Uitgebreid onderzoek naar betere verbindingen door overlast dichte spoorbomen in Ermelo

Vorig jaar zijn er meer spitstreinen gaan rijden op het traject Zwolle-Amersfoort. Dat betekende voor Ermelo onder andere: vaker dichte spoorbomen en dus vaker wachten. 

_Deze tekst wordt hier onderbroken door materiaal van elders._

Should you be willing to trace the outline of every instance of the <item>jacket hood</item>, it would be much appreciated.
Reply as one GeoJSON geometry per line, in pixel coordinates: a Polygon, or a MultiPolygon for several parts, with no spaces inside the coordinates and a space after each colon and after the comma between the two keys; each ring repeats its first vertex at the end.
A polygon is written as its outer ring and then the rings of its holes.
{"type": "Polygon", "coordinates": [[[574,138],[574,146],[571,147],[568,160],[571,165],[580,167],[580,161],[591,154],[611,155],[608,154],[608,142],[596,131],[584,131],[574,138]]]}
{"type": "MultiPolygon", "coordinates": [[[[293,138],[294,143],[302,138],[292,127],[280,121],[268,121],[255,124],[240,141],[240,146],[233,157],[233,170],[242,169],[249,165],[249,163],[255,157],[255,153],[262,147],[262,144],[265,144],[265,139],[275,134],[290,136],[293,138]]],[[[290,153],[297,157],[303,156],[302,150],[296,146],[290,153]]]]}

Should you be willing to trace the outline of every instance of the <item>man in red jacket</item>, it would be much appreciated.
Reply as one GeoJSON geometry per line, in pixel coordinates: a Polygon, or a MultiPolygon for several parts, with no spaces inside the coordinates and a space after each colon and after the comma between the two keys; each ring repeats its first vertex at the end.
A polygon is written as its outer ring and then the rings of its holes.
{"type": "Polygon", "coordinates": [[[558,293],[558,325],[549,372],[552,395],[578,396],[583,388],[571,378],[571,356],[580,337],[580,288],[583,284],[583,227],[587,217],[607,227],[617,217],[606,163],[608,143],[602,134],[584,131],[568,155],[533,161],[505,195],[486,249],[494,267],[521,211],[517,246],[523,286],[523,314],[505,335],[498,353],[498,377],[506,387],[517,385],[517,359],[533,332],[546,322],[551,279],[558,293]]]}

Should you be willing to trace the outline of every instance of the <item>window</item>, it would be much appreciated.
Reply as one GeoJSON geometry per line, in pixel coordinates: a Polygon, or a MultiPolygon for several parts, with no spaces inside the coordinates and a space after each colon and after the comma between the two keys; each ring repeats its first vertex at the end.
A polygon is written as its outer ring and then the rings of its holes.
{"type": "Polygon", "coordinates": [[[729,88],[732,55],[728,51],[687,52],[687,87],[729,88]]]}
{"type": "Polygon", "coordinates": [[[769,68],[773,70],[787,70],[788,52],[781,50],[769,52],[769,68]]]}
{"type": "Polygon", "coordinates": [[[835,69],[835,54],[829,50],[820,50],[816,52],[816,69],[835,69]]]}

Hierdoor rees bij inwoners en gemeentebestuur van Ermelo opnieuw de vraag hoe deze overlast verminderd kan worden

‘Opnieuw’ omdat in de jaren 2012-2016 deze vraag ook speelde en er toen al – naar aanleiding van een onderzoek – het nodige verbeterd is. In samenspraak met Prorail werd daarom nu gekozen om een Value Engineeringsonderzoek (VE) te doen.
 
Hoe verbeteren we de verbinding?
Sinds lange tijd doorkruist het spoor Ermelo. Waar voorheen de dorpskern vooral aan één kant van de spoorweg zat is nu ook de westelijke kant een belangrijk onderdeel van het dorp geworden. Om naar het centrum te gaan, kan men regelmatig dichte slagbomen aantreffen. Dichte slagbomen kunnen irritatie opwekken indien men te vaak en te lang moet staan wachten. De hoofdvraag van het VE luidde dan ook als volgt: Hoe kan de verbinding tussen de twee delen van Ermelo, die gescheiden worden door het spoor, worden verbeterd? 
 
12 oplossingsvarianten met verschillende prijskaartjes
In een aantal zogenaamde stoomkooksessies  waarbij medewerkers van Prorail, ingenieursbureau 4Infra, ambtenaren Ermelo, en twee raadsleden aanwezig waren, zijn oplossingen bedacht en zijn financiële inschattingen gemaakt. Voor  twaalf mogelijke varianten die bedacht werden, verschilt de investering van ongeveer € 1 miljoen tot wel € 850 miljoen, waarbij ook nog eens rekening moet worden gehouden met ruime marges. Met de VE is nu een eerste stap gezet naar de optimalisatie van een of meerdere overwegen, waarbij weg- en spoorverkeer elkaar kruisen.
 
Opdracht tot verder onderzoek
Afgelopen week heeft het college van burgemeester en wethouders de opdracht gegeven om een projectvoorstel te schrijven voor verder onderzoek., waarbij de overgang bij het station een voorrangspositie heeft. Ook moet het rapport inhoudelijke input geven voor de mobiliteitsvisie.